Résumer l’intrigue foisonnante de ce roman aux dimensions inhabituelles pour un premier jet (cinq cent vingt pages bien remplies, soit tout autre chose que les tarifs syndicaux en vigueur de ce côté-ci des Pyrénées) nécessiterait, pour y être à peu près fidèle, la confection d’une carte. Accoutumé sans doute par son métier (économiste dans l’industrie, il est versé dans la « planification financière ») aux réseaux de liens de causes à effets complexes et aux raisonnements à grande échelle, Eduardo Gallarza, trente ans tout juste, donne avec cet énorme Soviet des fainéants un mélange de polar et de roman d’espionnage, mâtiné par surcroît d’un peu d’aventures et d’une admirable érudition historique. C’est, assez curieusement d’ailleurs (même si l’on sait qu’il a vécu à Paris et consacré quelques heures à la lecture de grands noms de la littérature hexagonale), dans la France des années trente que l’espagnol a choisi de situer l’action de ce livre généreusement débordant ; l’occasion pour lui de peindre dans une fresque délibérément démesurée la géographie et la culture d’un pays qu’il affectionne manifestement beaucoup et les déchirures d’une époque qui semble le fasciner : celle des bruits de botte, des feuilles fascisantes et de la lente propagation de la peste brune, sinistre promesse des années noires à venir.

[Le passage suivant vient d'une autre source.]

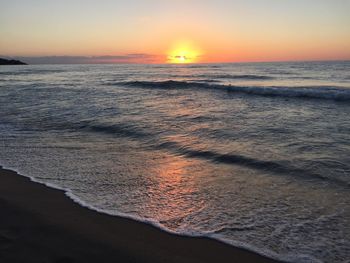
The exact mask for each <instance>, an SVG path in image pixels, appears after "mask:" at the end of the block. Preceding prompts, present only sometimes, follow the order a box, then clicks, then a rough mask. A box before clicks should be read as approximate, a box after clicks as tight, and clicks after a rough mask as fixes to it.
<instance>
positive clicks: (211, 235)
mask: <svg viewBox="0 0 350 263" xmlns="http://www.w3.org/2000/svg"><path fill="white" fill-rule="evenodd" d="M0 169H6V170H11V171H13V172H15V173H17V174H18V175H19V176H23V177H26V178H28V179H29V180H30V181H31V182H34V183H39V184H42V185H45V186H46V187H49V188H52V189H55V190H60V191H62V192H64V194H65V196H67V197H68V198H69V199H71V200H72V201H73V202H75V203H77V204H79V205H80V206H82V207H84V208H87V209H90V210H92V211H95V212H98V213H101V214H106V215H109V216H115V217H120V218H126V219H130V220H134V221H136V222H139V223H144V224H148V225H151V226H153V227H156V228H157V229H160V230H162V231H165V232H167V233H170V234H172V235H177V236H186V237H205V238H210V239H214V240H216V241H219V242H221V243H224V244H228V245H230V246H232V247H235V248H240V249H245V250H247V251H249V252H253V253H256V254H258V255H261V256H264V257H268V258H271V259H274V260H278V261H281V262H286V263H293V262H300V260H303V262H310V263H311V262H313V263H318V262H320V263H321V261H318V260H316V259H310V257H309V256H304V255H278V254H276V253H274V252H272V251H269V250H266V249H260V248H257V247H254V246H251V245H249V244H247V243H243V242H239V241H232V240H227V239H224V238H221V237H219V236H215V235H212V234H206V233H202V234H197V233H187V232H186V233H185V232H183V233H181V232H175V231H172V230H170V229H167V228H165V227H164V226H162V225H161V224H160V223H159V222H157V221H153V220H149V219H145V218H142V217H138V216H134V215H130V214H126V213H115V212H112V211H108V210H104V209H99V208H97V207H94V206H92V205H90V204H88V203H86V202H84V201H83V200H81V199H80V198H78V197H77V196H76V195H74V193H73V192H72V190H70V189H65V188H63V187H61V186H59V185H56V184H52V183H47V182H43V181H41V180H38V179H36V178H35V177H34V176H29V175H26V174H25V173H22V172H21V171H20V170H19V169H17V168H15V167H7V166H3V165H1V164H0Z"/></svg>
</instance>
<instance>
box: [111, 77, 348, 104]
mask: <svg viewBox="0 0 350 263" xmlns="http://www.w3.org/2000/svg"><path fill="white" fill-rule="evenodd" d="M106 85H123V86H129V87H139V88H149V89H207V90H217V91H225V92H236V93H244V94H249V95H257V96H268V97H285V98H307V99H324V100H335V101H350V88H345V87H337V86H295V87H288V86H284V87H282V86H281V87H278V86H261V87H259V86H234V85H219V84H209V83H202V82H190V81H174V80H167V81H127V82H114V83H107V84H106Z"/></svg>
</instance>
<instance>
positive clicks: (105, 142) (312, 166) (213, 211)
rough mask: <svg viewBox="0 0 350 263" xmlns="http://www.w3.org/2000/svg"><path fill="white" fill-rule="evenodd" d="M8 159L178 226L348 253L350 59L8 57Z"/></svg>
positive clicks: (157, 223)
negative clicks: (179, 59) (125, 62)
mask: <svg viewBox="0 0 350 263" xmlns="http://www.w3.org/2000/svg"><path fill="white" fill-rule="evenodd" d="M0 165H2V166H4V167H5V168H11V169H14V170H16V171H18V172H19V173H21V174H22V175H25V176H29V177H31V178H32V179H33V180H35V181H39V182H42V183H45V184H47V185H48V186H53V187H56V188H60V189H64V190H66V191H67V195H68V196H70V197H71V198H73V199H74V200H75V201H77V202H79V203H80V204H82V205H84V206H87V207H90V208H92V209H95V210H98V211H100V212H105V213H109V214H113V215H121V216H126V217H130V218H134V219H136V220H140V221H143V222H148V223H151V224H154V225H156V226H157V227H160V228H162V229H164V230H166V231H170V232H173V233H178V234H181V235H194V236H209V237H212V238H215V239H219V240H222V241H224V242H227V243H230V244H232V245H235V246H239V247H244V248H247V249H249V250H252V251H255V252H258V253H260V254H264V255H268V256H271V257H274V258H277V259H281V260H285V261H288V262H329V263H338V262H349V259H350V62H308V63H306V62H305V63H302V62H299V63H250V64H187V65H40V66H39V65H37V66H34V65H33V66H1V67H0ZM116 234H117V233H116Z"/></svg>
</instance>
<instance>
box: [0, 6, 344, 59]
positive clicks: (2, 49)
mask: <svg viewBox="0 0 350 263" xmlns="http://www.w3.org/2000/svg"><path fill="white" fill-rule="evenodd" d="M349 14H350V0H60V1H55V0H52V1H49V0H0V56H2V57H13V58H22V59H24V60H26V61H28V62H31V63H166V62H170V63H184V62H191V63H195V62H202V63H207V62H250V61H254V62H256V61H297V60H303V61H305V60H349V59H350V15H349Z"/></svg>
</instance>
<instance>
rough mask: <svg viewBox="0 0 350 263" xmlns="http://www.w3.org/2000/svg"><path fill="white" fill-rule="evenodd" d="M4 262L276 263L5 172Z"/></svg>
mask: <svg viewBox="0 0 350 263" xmlns="http://www.w3.org/2000/svg"><path fill="white" fill-rule="evenodd" d="M0 211H1V214H0V262H2V263H7V262H36V263H39V262H57V263H59V262H60V263H68V262H169V263H170V262H177V263H180V262H184V263H185V262H198V263H199V262H201V263H205V262H277V261H275V260H272V259H269V258H266V257H263V256H260V255H258V254H255V253H252V252H249V251H247V250H244V249H240V248H235V247H232V246H229V245H227V244H224V243H221V242H219V241H216V240H212V239H209V238H196V237H183V236H177V235H173V234H169V233H166V232H164V231H162V230H159V229H157V228H155V227H153V226H151V225H148V224H144V223H140V222H137V221H134V220H130V219H125V218H121V217H116V216H109V215H105V214H101V213H98V212H95V211H92V210H89V209H87V208H84V207H82V206H80V205H78V204H77V203H75V202H73V201H72V200H71V199H70V198H68V197H67V196H66V195H65V194H64V192H63V191H60V190H55V189H52V188H49V187H46V186H45V185H42V184H39V183H34V182H32V181H30V180H29V179H28V178H26V177H23V176H20V175H18V174H17V173H15V172H13V171H10V170H6V169H0Z"/></svg>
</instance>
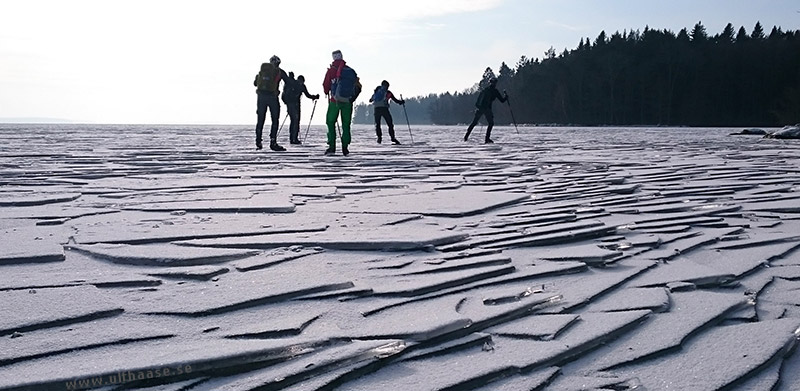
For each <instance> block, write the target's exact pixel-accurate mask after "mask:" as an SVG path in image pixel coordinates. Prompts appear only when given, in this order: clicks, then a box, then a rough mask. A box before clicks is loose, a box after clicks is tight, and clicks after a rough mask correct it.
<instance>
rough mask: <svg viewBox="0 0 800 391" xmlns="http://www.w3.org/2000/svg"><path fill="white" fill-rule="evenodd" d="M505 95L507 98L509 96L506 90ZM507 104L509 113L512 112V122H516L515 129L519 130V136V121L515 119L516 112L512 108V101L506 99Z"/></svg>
mask: <svg viewBox="0 0 800 391" xmlns="http://www.w3.org/2000/svg"><path fill="white" fill-rule="evenodd" d="M503 93H504V94H505V95H506V96H508V93H507V92H506V90H503ZM506 103H507V104H508V111H510V112H511V120H512V121H514V129H516V130H517V134H519V129H518V128H517V120H516V119H514V110H513V109H512V108H511V101H510V100H509V99H508V98H506Z"/></svg>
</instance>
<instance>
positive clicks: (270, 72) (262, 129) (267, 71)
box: [253, 56, 289, 151]
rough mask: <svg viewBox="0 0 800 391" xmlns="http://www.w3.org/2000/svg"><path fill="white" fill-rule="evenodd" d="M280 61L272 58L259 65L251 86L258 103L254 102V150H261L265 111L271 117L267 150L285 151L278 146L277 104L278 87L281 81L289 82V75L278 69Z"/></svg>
mask: <svg viewBox="0 0 800 391" xmlns="http://www.w3.org/2000/svg"><path fill="white" fill-rule="evenodd" d="M280 65H281V59H280V58H278V56H272V57H270V59H269V62H265V63H263V64H261V70H260V71H259V72H258V74H257V75H256V79H255V80H254V81H253V85H254V86H255V87H256V94H257V95H258V101H257V102H256V115H257V116H258V120H257V122H256V149H261V148H262V145H261V133H262V131H263V129H264V122H265V121H266V118H267V109H269V112H270V116H271V117H272V125H271V127H270V130H269V149H271V150H273V151H285V150H286V148H284V147H282V146H280V145H278V140H277V139H276V138H277V137H278V121H279V120H280V116H281V104H280V102H278V94H279V93H280V90H279V85H280V82H281V80H283V81H284V84H285V83H286V82H287V81H289V75H287V74H286V72H284V71H283V69H281V68H280Z"/></svg>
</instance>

Une ombre pacifiste et intimidante rôde pourtant au dessus de ces cinq cents pages haletantes, sans jamais cependant y apparaître directement : celle de Nicolas Tesla (1856-1943), authentique scientifique d’origine serbe auquel l’humanité doit, tout de même, l’invention du courant alternatif et l’idée d’installer une centrale électrique sous les chutes du Niagara (laquelle alimente d’ailleurs toujours New York de nos jours). Dans ces années trente au cours desquels les nuages noirs s’accumulent au dessus de la planète, Gallarza imagine un Tesla utopiste, caressant le doux projet de mettre la science à profit pour rendre les guerres impossibles. Las : la rumeur lui parvient que quelque part en France, un mauvais génie s’emploie à oeuvrer dans le sens inverse en concevant dans la clandestinité une redoutable arme de destruction massive ; fort préoccupé, il dépêche sur place son fidèle disciple, Henri Fèvre, dont on suivra les tribulations parisiennes et marseillaises tout au long de ce roman redoutablement touffu, subtilement nourri d’une documentation jamais envahissante et volontiers relevé d’une pointe d’humour. Gallarza, avec la fougue et l’enthousiasme de la jeunesse, nous mène des lambris des ministères aux patelins les plus reculés du Sud de la France, nous fait rencontrer des poètes et des comédiens russes, passe de la politique-fiction à la réflexion scientifique et de l’aventure à l’exégèse littéraire (on lira avec intérêt les passages consacrés au roman policier) sans nous laisser souffler un instant. On s’y perd parfois, tant sont nombreux les personnages et incessants les faits, indices, événements et retournements ; il n’est pour autant pas désagréable de se laisser emporter par les flots généreux de cette fresque pleine de talent et de courir derrière ce brillant espagnol dont le moins que l’on puisse dire est qu’il devrait faire parler de lui à l’avenir.